March 16: https://viterbo.zoom.us/meeting/register/tJwocu-przgtG9wf3_Lm9WysZnjbt5wlLmWX


March 18: https://viterbo.zoom.us/meeting/register/tJIpdOGgqTgtHdP3lbwpxD7GNSFHZ-UaR6h_

 
About the Guests:
 

Margalit Matityahu, born and raised in Israel, is a bilingual poet in Hebrew and Ladino, as well as a fiction writer, a translator and documentary film producer. She has published research articles on the Ladino Jewish press and poetry between 1860 and 1940 in Thessaloniki, Greece, and has been a regular participant for over 30 years on Israel’s Radio Ladino program. Since 1986, she has lectured at Bar-Ilan University. She is the winner of the Fernando Jeno award (1994), the international prize for Jewish literature given by the Jewish community of Mexico; of the Ateneo de Jaen Award (1996), the international literature prize for poetry in Jaen, Andalusia, Spain; and of the Israel Prime Minister’s Literature Award (1999). Since 1986 she has served as secretary-general of the Writers’ Union in Israel and has participated in the international Congress of Poets all over the world since 1991. She has published numerous collections of poetry in both Hebrew and Ladino in Israel and Spain, and a collection of short stories. Margalit is a documentary film producer of a series named: "Sefarad, ways and life" and is a co-owner of Prima Luz films together with her son Jack Matityahu. 
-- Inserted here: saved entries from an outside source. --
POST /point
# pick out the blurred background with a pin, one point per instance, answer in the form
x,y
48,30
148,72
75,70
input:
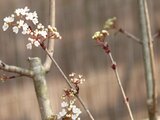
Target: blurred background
x,y
77,20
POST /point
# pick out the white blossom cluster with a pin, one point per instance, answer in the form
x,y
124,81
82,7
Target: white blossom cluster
x,y
76,79
23,19
69,111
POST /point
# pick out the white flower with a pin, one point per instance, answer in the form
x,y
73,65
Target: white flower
x,y
43,33
33,17
74,116
5,26
22,11
29,46
40,26
62,113
31,40
8,19
76,110
36,43
20,23
35,21
15,29
64,104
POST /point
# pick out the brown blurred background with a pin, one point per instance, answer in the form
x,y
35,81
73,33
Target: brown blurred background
x,y
76,21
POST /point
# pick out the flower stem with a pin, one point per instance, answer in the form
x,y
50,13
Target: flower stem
x,y
69,84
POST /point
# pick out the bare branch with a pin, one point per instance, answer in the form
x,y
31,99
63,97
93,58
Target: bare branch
x,y
15,69
48,61
156,35
129,35
41,89
148,55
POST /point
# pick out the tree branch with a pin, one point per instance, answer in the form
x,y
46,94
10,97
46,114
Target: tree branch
x,y
15,69
48,61
129,35
41,89
148,56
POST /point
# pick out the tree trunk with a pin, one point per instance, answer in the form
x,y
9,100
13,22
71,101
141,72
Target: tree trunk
x,y
148,56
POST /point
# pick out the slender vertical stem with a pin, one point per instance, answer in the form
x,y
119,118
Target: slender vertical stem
x,y
148,55
41,89
48,61
114,67
69,84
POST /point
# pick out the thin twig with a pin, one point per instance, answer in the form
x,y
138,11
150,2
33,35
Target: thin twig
x,y
69,84
15,69
156,35
48,62
107,50
149,63
129,35
114,67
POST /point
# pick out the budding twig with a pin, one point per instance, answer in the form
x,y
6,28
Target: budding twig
x,y
129,35
15,69
100,37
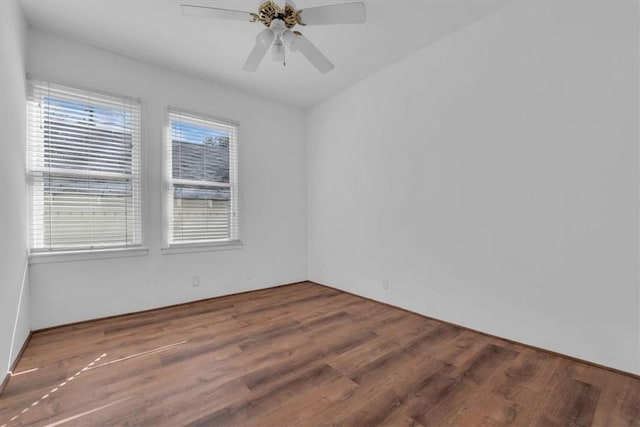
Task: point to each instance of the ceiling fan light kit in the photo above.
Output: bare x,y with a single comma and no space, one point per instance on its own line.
279,21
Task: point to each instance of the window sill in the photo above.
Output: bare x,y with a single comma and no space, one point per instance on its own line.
70,256
202,247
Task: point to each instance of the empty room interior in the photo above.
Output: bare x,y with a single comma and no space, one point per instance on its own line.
320,213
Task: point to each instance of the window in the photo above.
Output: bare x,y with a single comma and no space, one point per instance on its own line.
83,163
202,196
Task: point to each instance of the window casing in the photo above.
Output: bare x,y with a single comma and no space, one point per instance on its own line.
201,201
83,164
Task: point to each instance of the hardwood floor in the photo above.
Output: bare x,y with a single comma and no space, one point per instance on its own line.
302,355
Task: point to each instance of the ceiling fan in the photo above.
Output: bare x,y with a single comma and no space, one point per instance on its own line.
280,20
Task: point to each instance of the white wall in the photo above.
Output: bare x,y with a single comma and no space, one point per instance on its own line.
492,178
272,178
14,319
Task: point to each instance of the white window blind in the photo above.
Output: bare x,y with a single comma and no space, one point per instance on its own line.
202,196
83,161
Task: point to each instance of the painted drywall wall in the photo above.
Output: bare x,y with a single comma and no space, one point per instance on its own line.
14,289
492,179
272,197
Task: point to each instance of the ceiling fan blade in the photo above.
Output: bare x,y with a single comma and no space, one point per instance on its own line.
263,41
346,13
214,12
310,52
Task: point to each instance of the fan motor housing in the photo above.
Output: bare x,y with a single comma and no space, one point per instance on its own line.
269,11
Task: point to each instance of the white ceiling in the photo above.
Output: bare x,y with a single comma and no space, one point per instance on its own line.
155,31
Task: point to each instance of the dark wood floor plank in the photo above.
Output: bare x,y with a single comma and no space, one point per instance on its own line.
302,355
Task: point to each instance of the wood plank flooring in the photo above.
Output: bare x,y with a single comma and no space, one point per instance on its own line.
301,355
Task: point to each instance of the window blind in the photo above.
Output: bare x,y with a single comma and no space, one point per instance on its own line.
83,162
202,195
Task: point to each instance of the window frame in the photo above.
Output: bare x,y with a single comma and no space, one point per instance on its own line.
234,242
37,90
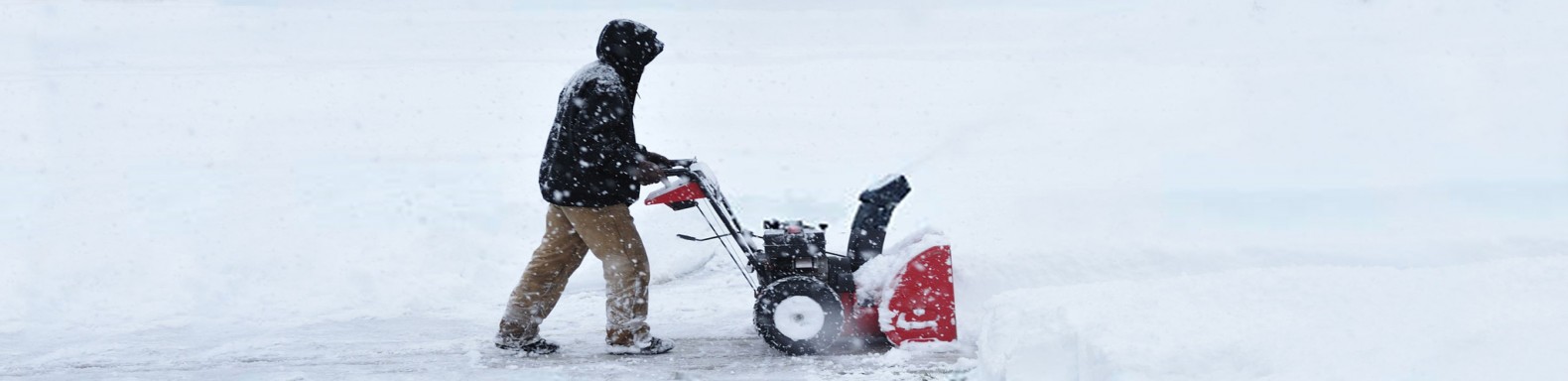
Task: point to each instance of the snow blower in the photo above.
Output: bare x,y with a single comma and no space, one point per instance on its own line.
808,299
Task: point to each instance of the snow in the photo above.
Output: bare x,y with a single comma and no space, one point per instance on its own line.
877,276
1498,318
1138,190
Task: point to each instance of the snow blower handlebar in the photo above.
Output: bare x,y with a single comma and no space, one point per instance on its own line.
694,183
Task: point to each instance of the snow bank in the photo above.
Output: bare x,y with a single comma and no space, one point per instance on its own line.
1497,320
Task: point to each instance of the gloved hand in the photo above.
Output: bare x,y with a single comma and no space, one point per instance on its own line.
649,173
656,159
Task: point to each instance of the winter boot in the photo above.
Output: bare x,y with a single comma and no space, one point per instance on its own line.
653,347
529,347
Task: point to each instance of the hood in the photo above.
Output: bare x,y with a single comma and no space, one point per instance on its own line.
629,46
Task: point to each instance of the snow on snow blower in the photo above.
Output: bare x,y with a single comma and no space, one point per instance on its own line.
811,300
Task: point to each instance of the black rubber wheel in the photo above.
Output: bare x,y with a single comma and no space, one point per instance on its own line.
799,316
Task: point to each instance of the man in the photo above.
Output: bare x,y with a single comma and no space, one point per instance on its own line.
589,175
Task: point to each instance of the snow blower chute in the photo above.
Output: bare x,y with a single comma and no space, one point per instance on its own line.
806,295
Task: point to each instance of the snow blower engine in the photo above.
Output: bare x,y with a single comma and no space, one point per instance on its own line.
808,297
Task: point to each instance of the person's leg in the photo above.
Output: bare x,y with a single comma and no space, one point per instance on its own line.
559,254
613,238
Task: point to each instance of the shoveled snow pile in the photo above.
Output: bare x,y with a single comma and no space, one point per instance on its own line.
1495,320
877,278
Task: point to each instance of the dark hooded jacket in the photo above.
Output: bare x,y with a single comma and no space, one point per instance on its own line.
591,156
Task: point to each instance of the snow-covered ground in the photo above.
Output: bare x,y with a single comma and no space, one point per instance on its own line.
1134,190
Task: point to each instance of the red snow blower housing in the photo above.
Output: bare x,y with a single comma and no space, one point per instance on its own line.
806,297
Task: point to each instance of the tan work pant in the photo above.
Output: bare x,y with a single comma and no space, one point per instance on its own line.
570,232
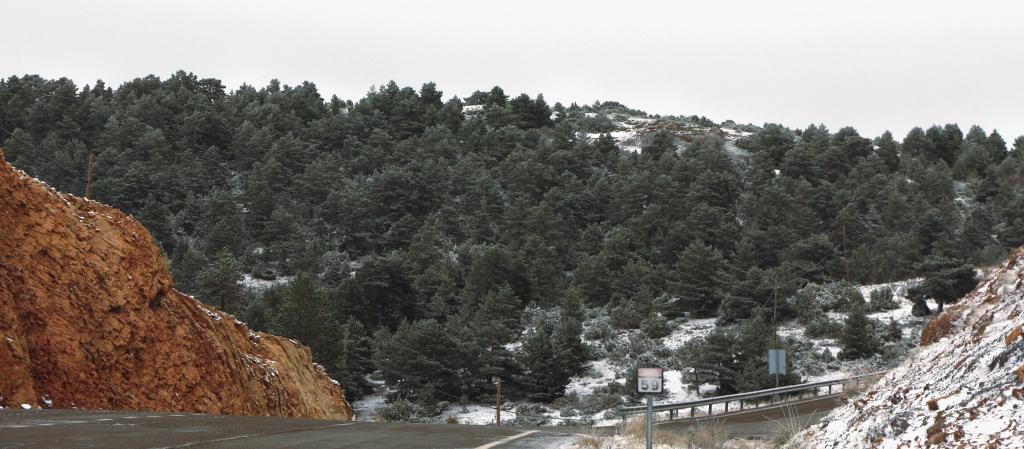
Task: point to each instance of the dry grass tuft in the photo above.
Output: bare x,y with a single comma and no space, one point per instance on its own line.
940,326
787,427
1014,335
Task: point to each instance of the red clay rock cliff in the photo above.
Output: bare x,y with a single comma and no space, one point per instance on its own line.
89,319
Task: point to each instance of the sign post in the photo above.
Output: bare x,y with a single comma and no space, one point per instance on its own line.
776,363
650,381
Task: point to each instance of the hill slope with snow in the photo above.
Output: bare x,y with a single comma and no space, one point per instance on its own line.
964,388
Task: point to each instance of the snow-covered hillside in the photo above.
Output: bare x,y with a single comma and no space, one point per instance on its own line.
631,129
964,388
594,397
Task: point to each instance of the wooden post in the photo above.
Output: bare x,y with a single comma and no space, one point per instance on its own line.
498,410
88,177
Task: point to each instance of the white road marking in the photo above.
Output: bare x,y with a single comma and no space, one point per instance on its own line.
240,437
501,442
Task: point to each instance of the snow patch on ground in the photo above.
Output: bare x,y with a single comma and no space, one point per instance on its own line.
256,284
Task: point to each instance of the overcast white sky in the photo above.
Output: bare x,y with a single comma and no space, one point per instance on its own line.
873,65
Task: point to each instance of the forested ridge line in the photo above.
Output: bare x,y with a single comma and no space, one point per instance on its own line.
471,244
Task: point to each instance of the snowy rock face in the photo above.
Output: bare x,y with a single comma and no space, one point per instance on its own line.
89,319
964,388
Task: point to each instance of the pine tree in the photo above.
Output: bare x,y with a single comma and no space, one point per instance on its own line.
218,282
858,338
700,282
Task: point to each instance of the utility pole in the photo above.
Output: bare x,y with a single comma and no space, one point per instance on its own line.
498,410
650,421
88,178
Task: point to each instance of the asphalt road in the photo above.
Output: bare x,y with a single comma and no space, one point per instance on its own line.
75,429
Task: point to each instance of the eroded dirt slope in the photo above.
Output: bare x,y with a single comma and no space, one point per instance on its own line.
89,318
964,388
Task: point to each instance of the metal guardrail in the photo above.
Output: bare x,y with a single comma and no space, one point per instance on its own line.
784,394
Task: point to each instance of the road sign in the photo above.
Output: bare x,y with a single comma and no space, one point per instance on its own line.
776,362
650,379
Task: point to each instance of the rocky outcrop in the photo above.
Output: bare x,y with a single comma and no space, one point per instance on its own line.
89,319
964,388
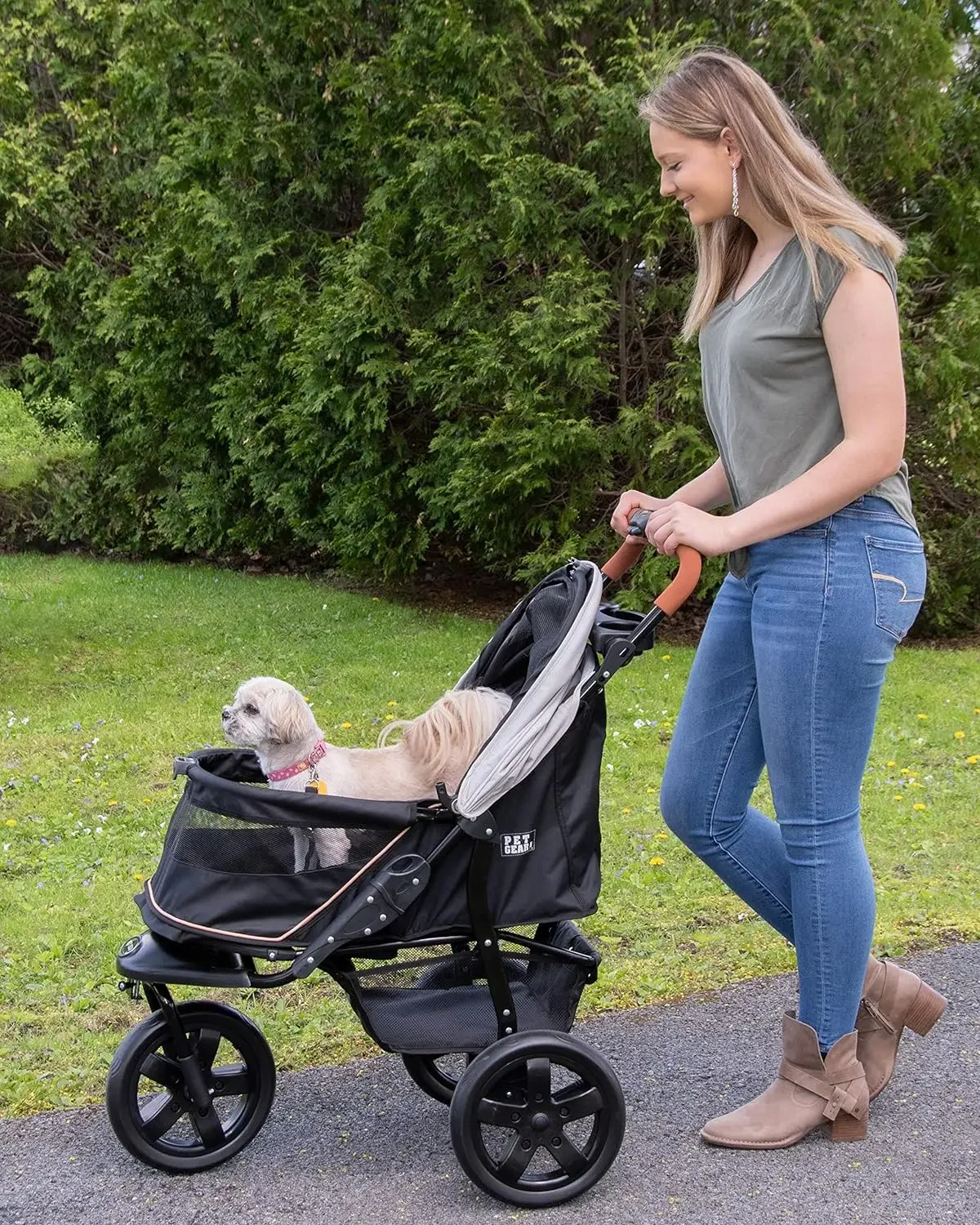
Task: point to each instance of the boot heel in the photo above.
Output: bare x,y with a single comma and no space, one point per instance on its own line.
925,1011
847,1127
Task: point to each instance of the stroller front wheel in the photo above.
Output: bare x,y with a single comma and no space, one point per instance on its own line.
438,1080
151,1107
537,1119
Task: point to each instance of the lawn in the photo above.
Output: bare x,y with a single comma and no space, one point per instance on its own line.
109,669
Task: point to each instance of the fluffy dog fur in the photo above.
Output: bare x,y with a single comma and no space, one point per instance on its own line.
274,718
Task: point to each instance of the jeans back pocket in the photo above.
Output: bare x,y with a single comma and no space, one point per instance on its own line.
898,573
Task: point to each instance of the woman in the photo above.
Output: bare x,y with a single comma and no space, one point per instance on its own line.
795,309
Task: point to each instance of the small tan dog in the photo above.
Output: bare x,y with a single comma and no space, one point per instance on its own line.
274,718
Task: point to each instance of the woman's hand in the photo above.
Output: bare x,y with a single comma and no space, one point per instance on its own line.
679,523
632,500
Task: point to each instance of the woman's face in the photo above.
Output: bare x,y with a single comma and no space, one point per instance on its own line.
695,172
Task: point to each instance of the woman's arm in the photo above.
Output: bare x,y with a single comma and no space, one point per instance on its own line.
862,340
707,492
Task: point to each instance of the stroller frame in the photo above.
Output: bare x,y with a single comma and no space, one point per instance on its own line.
495,1089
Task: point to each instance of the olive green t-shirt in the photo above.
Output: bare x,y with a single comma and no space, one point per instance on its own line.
767,381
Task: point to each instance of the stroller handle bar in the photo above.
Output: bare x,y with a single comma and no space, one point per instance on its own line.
686,578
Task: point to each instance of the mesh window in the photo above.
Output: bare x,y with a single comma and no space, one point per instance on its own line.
228,844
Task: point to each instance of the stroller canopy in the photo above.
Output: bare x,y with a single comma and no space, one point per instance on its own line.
541,656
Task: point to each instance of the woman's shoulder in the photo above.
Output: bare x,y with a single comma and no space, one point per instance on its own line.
867,252
831,267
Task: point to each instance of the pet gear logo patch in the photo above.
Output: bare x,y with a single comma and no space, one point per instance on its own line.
516,844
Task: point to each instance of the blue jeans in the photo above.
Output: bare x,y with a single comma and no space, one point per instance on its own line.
788,674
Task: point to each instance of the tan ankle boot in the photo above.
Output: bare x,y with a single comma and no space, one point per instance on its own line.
892,999
808,1092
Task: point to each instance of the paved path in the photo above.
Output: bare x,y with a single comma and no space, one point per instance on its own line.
360,1146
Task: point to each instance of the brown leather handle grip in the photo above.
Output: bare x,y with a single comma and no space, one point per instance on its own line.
685,581
624,558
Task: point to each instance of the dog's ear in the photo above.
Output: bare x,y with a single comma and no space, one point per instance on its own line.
288,718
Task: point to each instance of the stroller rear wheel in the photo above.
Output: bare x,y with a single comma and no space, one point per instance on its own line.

Sarah Aroeste, inspired by her family's Sephardic roots in Greece and Macedonia, has spent the last two decades bringing her contemporary style of original and traditional Ladino music to audiences around the world. Aroeste writes and sings in Ladino, the Judeo-Spanish dialect that originated by Spanish Jews after their expulsion from Spain in 1492.  American born and trained in classical opera at Westminster Choir College and Yale University, Aroeste became drawn to her Sephardic musical past after spending a summer in 1997 performing at the Israel Vocal Arts Institute in Tel Aviv. She quickly realized that Ladino, not opera, was her true musical passion and soon after made the leap to studying Ladino full time. In the last decade, Aroeste has amassed a large and loyal following across the US and abroad, she has performed in major music venues throughout the US, Europe, Israel and Cuba. Currently, Aroeste works with renowned Israeli composer and producer Shai Bachar to stage the live, multi-media production of her Gracia project, which is an original Ladino, feminist, rock homage to 16th century Sephardic heroine, Dona Gracia Naci, as well as their children's project, Ora de Despertar (Time to Wake Up). In recent years, Aroeste has also spoken widely and published countless articles about ways to preserve Ladino, and is currently working on writing Sephardic-themed books for children. Her newest book, Buen Shabat, Shabbat Shalom was published March 2020 with Kar-Ben publishing and PJ Library.